During the Apartheid era in South Africa, marriage or any love realationship between members of different racial groups was forbidden. In all public institutions and offices, in public transport and on public toilets, racial segregation was in force.

A law forbidding Israeli citizenship for Palestinians from the Occupied Territories who marry Israelis passed its first reading in the Knesset on June 18. This is another milestone on Israel’s road to open, institutionalized apartheid.

According to Ha’aretz, the bill forbids the granting of Israeli citizenship in cases of reunification between families split between Israel and the Occupied Territories and will strictly limit the ability of Palestinians to obtain Israeli residence or to legally remain within the country.

Such laws targeted at a specific ethnic community are an odious violation of all international human rights norms.

Jewish-Israeli Knesset member Zehava Gal-On called the bill “racist and discriminatory.” Palestinian-Israeli Knesset member Wasil Taha compared it to Germany’s 1930s Nuremberg laws which targeted Jews and limited their civil rights, including the right to marriage. The Israeli bill is also reminiscent of apartheid-era South African laws which banned interracial marriages. And, until the Supreme Court overturned them, the United States had a long tradition of laws, specifically restricting Africans, Chinese and Japanese from obtaining citizenship, owning land or marrying whites.

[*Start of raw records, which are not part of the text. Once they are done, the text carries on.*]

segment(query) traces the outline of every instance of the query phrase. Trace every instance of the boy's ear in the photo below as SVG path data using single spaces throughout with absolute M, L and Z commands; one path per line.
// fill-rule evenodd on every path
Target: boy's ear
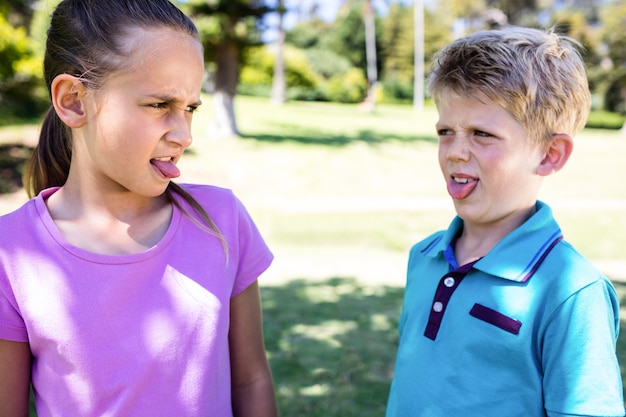
M 547 176 L 559 171 L 565 166 L 573 150 L 574 140 L 570 135 L 566 133 L 552 135 L 544 158 L 537 168 L 537 174 Z
M 59 118 L 71 128 L 79 128 L 86 122 L 84 98 L 87 88 L 77 77 L 59 74 L 50 88 L 52 105 Z

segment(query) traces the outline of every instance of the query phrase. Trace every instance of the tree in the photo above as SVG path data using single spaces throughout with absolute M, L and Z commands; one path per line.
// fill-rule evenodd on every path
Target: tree
M 39 116 L 44 106 L 41 58 L 29 36 L 31 3 L 0 1 L 0 116 L 5 121 Z
M 606 54 L 601 68 L 605 80 L 605 107 L 626 113 L 626 1 L 614 1 L 601 12 Z
M 272 77 L 271 100 L 275 104 L 283 104 L 287 101 L 287 82 L 285 81 L 285 27 L 283 18 L 285 16 L 285 5 L 283 0 L 278 0 L 278 38 L 276 40 L 276 56 L 274 58 L 274 76 Z
M 367 97 L 368 110 L 376 105 L 376 88 L 378 86 L 378 60 L 376 57 L 376 17 L 372 0 L 363 4 L 363 23 L 365 26 L 365 58 L 367 61 Z
M 216 137 L 239 135 L 234 97 L 246 49 L 260 45 L 261 18 L 272 8 L 260 0 L 193 0 L 188 6 L 213 71 Z
M 413 28 L 415 59 L 413 74 L 413 108 L 424 110 L 424 0 L 413 2 Z

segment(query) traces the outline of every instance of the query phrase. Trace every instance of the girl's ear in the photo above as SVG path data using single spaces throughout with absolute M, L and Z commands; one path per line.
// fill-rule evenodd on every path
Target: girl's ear
M 54 110 L 63 123 L 71 128 L 82 127 L 87 119 L 85 85 L 73 75 L 59 74 L 52 80 L 50 92 Z
M 544 158 L 537 168 L 537 174 L 547 176 L 559 171 L 565 166 L 573 150 L 574 140 L 570 135 L 566 133 L 552 135 Z

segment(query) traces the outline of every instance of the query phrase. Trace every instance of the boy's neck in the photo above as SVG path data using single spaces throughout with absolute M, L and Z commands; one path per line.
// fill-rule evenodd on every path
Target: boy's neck
M 521 226 L 536 212 L 535 205 L 524 216 L 513 221 L 488 225 L 463 222 L 463 230 L 454 242 L 454 256 L 459 265 L 465 265 L 487 255 L 505 236 Z

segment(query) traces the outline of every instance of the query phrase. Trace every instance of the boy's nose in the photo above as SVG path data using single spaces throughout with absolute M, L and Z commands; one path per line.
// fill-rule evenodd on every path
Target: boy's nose
M 446 157 L 453 161 L 466 161 L 469 154 L 467 140 L 460 136 L 451 140 L 446 148 Z

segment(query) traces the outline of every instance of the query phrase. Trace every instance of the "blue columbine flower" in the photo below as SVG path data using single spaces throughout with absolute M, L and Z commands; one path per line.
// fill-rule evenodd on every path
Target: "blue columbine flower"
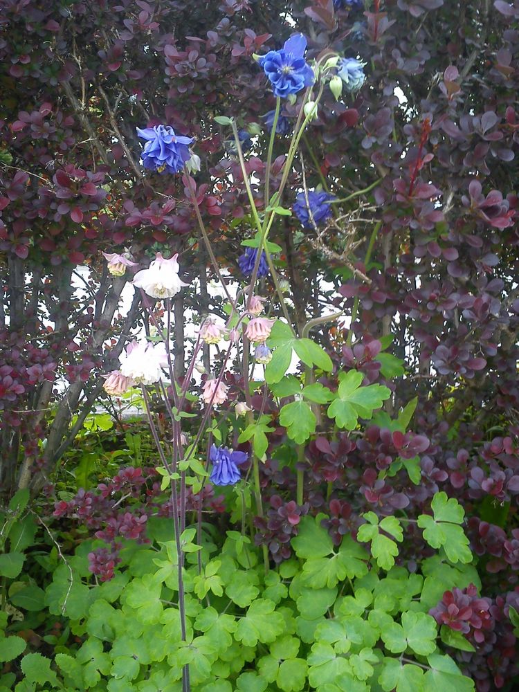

Israel has also used zoning regulations, land seizures, and the quasi-official Jewish National Fund (which controls expropriated Palestinian land and leases it exclusively to Jews) to achieve essentially the same purposes as apartheid South Africa’s Group Areas Act — ensuring that the privileged and exploited populations live in separate and unequal communities.

Marriages between Jews and non-Jews are not allowed in Israel, because like a number of other countries in the region, it does not recognize civil marriages. All such marriages must be conducted outside the country. The new marriage laws making their way through the Knesset mainly seem to be aimed at preventing marriages between Palestinians who hold Israeli citizenship and Palestinians who live in the Occupied Territories.

The new law would force Palestinian citizens of Israel who want to live with spouses or family members from the Occupied Territories to move to the Occupied Territories, or at least prevent them from bringing their new spouses into Israel. This is in line with the views of several Israeli ministers, that Palestinian citizens of Israel should be given ‘incentives’ to abandon their homeland.

The proposed law will give the Israeli interior minister the authority to grant citizenship or residency to a Palestinian if the minister is convinced that the individual identifies with Israel and its goals. In other words, only Palestinians who convince Israel that they are committed Zionists need apply.

A further amendment to Israel’s citizenship law, proposed by Ariel Sharon himself, and endorsed by Israel’s top legal officer, Attorney General Elyakim Rubinstein, would prevent the automatic granting of citizenship to children with one parent from the Occupied Territories. This measure will not only deprive Palestinian citizens of Israel of the right to pass on their civil and political rights to their children, but is aimed at limiting the growth in the number of Israel’s Palestinian citizens.

Taken together, these measures aim at a quiet population “transfer.”

But even if successful in Israeli terms, this law will only reduce the number of Palestinians in Israel’s account and increase the number of disenfranchised Palestinians living in the Occupied Territories with no civil or political rights and no citizenship in any state. This can only hasten the arrival of the day when a Jewish minority is ruling over a Palestinian majority between the river and the sea.

Israeli interior minister Avraham Poraz, who introduced the bill, naturally claims that the motivation is not racism or a desire to preserve Israel’s Jewish supremacy, but as usual, security. According to Ha’aretz, Poraz justifies the bill on the grounds that since the beginning of the Intifada, “there has been increasing involvement in violent acts on the part of Palestinian residents of the [Occupied] Territories holding Israeli identity cards.” Earlier this year, Israel stripped citizenship from two Palestinian-Israelis on the grounds that they were “terrorists.” But such justifications are as old as racism itself and do not deserve to be answered.

Israel has never considered stripping those it defines as Jews of their citizenship for any crime, even the high treason of murdering the prime minister. In fact, Yigal Amir, the convicted killer of Yitzhak Rabin was able to vote in the last Israeli election from his prison cell. Yet now, Israel proposes to further strip away the rights of an entire community who happen to be the indigenous people of the country. The raw racism could not be more evident.

In an atmosphere where ethnic cleansing is openly advocated by Israeli cabinet ministers as a “solution” to the conflict, the passage of this repulsive new bill is hardly surprising. What is worrying is that where Israel is concerned such practices are considered unworthy of comment by the United States, or the European Union, who continue to hope that a flawed road map can lead to peace, while with walls, bulldozers and racist laws Israel is building apartheid on the ground.

This article first appeared in The Daily Star.